Minister of Finance
- In office 1976–1979
- Monarch: Hussein of Jordan
- Prime Minister: Mudar Badran
- Preceded by: Salem Massadeh
- Succeeded by: Salem Massadeh

Personal details
- Born: 1927 As-Salt, Jordan
- Died: August 21, 2014
- Education: University of Texas (M)

= Mohammad Dabbas =

Jordanian politician (1927–2014)

Mohammad Abdul Razaq Dabbas (1927 – 21 August 2014) was a Jordanian politician. Dabbas was born in Salt. He studied economics at the University of Texas, receiving a master's degree. He also completed a study of administration of University of California.

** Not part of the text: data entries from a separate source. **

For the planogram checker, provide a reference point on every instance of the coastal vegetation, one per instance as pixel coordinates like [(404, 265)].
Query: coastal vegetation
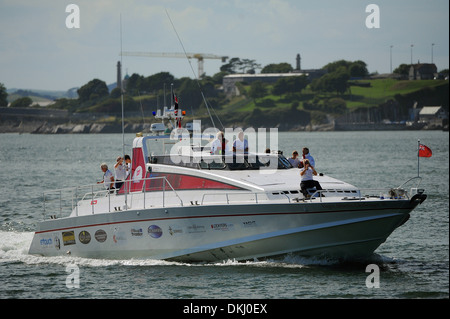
[(294, 101)]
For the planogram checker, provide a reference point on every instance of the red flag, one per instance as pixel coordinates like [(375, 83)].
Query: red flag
[(424, 151)]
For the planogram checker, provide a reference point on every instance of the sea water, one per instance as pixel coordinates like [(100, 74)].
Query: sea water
[(412, 263)]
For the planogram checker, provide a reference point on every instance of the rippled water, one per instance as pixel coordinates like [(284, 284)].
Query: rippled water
[(414, 261)]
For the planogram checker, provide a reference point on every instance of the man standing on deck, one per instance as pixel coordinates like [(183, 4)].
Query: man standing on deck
[(308, 156), (108, 177)]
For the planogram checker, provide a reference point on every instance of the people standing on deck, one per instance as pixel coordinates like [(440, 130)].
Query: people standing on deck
[(127, 164), (240, 145), (120, 171), (294, 160), (307, 181), (108, 177), (307, 155), (220, 144)]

Dabbas returned to Jordan and worked amongst others as director general of the Income and Sales Tax Department and the State Budget Department. He later served as Minister of Finance between 1976 and 1979 in the government of Mudar Badran. During his time in office he was engaged in obtaining financial aid for Jordan. In 1979 he obtained funding from Libya, which had severed ties from Jordan from 1970, for the funding a fertiliser plant near Aqaba and a potash mine near the Dead Sea. For the 1980 fiscal year he expected that Jordan would continue to keep the same financial aid from Arab partners, while seeing a decline in US contributions.